Manufacturing Jobs, Robots, and the Economy

We still make lots of stuff in the United States. China is our closest competitor. The two countries are very close at the number 1 and number 2 positions of manufacturing output.  In the past decade, manufacturing output in the US has risen by a third. What hasn’t risen is the number of jobs in manufacturing. In the last ten years, those have decreased by a third. About 6 million jobs disappeared.

Adam Davidson of NPR traveled to South Carolina to get a better picture of what has happened. In Greenville, he found shuttered textile plants but found lots of hi-tech factories.

The double shock we’re experiencing now—globalization and computer-aided industrial productivity—happens to have the opposite impact: income inequality is growing, as the rewards for being skilled grow and the opportunities for unskilled Americans diminish.

Its going to get worse for unskilled workers. A factory owner puts it bluntly. He is willing to invest in a machine that will earn back its cost in two years. If a robot can do your job, hope that it costs at least twice your salary.
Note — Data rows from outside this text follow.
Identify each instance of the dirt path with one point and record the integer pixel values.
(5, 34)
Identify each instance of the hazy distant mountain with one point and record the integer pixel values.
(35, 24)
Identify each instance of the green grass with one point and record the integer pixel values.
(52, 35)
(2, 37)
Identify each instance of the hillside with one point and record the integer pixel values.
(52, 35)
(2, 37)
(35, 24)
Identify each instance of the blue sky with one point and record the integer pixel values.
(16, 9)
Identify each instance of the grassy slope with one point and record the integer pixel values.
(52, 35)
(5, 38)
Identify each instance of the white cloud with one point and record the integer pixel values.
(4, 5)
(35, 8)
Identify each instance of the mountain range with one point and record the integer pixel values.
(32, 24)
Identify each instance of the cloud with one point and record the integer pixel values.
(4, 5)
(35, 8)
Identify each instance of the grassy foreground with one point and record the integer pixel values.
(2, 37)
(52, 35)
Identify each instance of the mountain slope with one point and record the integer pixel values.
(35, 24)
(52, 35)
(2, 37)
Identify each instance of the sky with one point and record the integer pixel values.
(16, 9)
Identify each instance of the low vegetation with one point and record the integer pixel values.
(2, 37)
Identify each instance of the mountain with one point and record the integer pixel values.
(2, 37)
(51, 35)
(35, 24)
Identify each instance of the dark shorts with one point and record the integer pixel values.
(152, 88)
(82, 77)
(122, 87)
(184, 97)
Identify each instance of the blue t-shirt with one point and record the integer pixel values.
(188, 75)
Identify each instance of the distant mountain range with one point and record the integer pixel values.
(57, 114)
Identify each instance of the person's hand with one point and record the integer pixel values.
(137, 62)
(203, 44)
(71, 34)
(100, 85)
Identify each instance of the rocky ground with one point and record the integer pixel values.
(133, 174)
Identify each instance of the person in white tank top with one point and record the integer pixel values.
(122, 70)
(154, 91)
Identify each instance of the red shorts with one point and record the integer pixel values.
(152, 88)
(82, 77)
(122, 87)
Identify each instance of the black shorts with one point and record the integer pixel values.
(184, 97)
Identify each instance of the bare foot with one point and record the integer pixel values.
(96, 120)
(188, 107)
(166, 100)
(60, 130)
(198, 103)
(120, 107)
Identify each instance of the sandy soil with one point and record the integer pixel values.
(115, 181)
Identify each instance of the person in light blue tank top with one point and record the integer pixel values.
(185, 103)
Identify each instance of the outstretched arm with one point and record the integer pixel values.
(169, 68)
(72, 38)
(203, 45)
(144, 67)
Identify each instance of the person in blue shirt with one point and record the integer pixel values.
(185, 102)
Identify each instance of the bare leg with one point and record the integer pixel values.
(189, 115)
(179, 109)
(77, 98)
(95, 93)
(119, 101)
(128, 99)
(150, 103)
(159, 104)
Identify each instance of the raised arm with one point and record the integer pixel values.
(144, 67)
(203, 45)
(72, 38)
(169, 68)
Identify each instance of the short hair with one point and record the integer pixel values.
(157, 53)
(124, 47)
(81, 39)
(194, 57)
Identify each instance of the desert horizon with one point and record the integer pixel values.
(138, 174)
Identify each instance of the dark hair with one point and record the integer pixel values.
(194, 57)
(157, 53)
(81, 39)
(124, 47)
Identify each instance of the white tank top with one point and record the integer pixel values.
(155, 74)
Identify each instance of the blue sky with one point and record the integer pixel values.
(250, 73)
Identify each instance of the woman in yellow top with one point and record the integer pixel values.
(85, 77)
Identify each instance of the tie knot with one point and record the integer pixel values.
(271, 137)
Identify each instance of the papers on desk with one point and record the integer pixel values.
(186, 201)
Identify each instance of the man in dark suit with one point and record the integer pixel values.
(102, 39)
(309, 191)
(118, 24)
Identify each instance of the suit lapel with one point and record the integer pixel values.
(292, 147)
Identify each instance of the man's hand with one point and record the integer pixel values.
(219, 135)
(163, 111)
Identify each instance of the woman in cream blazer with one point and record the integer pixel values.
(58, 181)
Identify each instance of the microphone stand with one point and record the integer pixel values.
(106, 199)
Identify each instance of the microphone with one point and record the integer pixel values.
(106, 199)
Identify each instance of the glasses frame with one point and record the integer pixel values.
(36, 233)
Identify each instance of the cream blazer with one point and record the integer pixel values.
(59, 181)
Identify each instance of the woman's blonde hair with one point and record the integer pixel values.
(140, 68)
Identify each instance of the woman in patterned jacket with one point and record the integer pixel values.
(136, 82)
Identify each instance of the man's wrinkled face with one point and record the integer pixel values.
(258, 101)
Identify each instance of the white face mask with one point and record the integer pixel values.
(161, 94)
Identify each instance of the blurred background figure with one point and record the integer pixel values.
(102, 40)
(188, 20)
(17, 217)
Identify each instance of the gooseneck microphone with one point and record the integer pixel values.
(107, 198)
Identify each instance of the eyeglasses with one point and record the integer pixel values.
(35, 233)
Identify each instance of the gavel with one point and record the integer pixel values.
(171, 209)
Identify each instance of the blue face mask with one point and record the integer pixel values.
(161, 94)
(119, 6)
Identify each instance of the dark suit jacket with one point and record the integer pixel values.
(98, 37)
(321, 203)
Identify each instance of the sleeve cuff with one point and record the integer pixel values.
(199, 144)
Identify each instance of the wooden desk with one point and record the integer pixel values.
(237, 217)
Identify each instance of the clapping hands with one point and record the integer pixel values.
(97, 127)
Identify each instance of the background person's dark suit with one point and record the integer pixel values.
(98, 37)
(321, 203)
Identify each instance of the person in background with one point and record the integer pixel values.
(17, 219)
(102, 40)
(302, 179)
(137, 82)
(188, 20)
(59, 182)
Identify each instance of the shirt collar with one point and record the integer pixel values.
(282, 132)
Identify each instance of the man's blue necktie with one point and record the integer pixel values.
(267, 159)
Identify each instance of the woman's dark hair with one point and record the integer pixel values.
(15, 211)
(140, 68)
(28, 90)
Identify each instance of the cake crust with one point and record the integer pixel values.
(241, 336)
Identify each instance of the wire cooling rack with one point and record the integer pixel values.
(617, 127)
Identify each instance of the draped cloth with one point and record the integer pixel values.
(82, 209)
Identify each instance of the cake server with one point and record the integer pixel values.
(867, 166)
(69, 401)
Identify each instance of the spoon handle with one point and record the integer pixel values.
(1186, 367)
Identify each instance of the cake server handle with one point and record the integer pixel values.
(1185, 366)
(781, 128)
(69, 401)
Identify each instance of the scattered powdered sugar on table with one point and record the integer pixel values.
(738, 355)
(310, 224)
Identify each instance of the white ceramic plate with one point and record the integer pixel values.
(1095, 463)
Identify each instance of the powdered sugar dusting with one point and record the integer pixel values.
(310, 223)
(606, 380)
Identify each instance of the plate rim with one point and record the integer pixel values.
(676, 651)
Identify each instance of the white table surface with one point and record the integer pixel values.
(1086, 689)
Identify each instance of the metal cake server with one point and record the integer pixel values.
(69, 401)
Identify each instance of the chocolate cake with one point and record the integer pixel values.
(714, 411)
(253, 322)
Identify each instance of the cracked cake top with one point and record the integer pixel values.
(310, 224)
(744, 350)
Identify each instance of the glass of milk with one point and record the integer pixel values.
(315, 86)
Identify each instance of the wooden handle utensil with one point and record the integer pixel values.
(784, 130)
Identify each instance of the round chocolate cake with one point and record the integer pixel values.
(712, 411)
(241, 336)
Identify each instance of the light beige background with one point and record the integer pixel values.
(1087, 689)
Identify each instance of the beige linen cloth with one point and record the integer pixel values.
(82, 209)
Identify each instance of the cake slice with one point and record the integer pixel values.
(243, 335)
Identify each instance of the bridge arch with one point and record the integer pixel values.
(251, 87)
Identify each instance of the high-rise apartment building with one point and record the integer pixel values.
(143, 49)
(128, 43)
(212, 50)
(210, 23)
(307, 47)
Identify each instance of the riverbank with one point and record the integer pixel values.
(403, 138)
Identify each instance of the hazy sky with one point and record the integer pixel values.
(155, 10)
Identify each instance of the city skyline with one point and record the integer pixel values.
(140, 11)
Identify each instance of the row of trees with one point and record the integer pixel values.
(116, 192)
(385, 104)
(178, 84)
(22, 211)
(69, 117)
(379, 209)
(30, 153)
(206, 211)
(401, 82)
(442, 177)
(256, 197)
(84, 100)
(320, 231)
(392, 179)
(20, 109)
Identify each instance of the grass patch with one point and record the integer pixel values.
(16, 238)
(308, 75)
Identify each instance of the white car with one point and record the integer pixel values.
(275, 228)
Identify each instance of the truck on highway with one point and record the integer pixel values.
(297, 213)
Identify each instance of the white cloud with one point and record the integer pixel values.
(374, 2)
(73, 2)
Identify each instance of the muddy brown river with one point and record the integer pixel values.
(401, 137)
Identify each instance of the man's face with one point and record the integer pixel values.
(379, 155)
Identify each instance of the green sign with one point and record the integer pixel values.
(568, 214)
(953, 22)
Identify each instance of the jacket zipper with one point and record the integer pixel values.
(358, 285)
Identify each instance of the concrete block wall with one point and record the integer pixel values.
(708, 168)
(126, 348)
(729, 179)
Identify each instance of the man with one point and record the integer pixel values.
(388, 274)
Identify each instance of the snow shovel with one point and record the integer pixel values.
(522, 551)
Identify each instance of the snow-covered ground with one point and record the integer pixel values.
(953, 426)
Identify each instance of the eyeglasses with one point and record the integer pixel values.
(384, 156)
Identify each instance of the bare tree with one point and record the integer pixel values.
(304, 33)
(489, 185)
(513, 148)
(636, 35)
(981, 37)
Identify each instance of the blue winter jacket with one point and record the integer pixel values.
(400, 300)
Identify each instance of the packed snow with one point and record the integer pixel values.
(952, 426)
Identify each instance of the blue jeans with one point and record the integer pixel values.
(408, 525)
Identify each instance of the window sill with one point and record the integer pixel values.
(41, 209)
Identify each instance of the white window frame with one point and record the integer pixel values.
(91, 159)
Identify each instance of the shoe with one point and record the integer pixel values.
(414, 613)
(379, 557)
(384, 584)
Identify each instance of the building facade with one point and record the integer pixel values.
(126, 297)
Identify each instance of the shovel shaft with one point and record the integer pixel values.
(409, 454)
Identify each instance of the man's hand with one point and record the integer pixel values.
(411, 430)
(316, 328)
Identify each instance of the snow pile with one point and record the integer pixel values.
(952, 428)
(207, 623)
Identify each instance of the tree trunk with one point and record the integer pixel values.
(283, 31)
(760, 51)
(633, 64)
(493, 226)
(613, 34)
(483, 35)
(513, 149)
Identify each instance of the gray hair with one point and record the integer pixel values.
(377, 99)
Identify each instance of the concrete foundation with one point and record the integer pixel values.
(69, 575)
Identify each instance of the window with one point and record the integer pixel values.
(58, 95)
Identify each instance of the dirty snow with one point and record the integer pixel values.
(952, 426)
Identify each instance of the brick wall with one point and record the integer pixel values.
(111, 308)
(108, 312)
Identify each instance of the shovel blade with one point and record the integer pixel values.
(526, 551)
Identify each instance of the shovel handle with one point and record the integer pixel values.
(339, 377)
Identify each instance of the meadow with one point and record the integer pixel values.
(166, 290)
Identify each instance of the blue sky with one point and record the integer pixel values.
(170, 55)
This all leads back to thinking about the Great Recession that come from the 2008 financial crisis and comparing it to the Great Depression. One theory is that the Great Depression stemmed from the movement from agricultural jobs to manufacturing jobs. It’s starting to look like the Great Recession stemmed from the movement away from manufacturing jobs. We were using residential real estate as a piggy bank to help through the transition, but we eventually broke the piggy bank.

The latest numbers from the end of 2011 show some solid signs of job growth and consumer borrowing is on the rise. it seems clear from Davidson’s story that some of the jobs will never come back. It’s more important than ever to invest in education and training.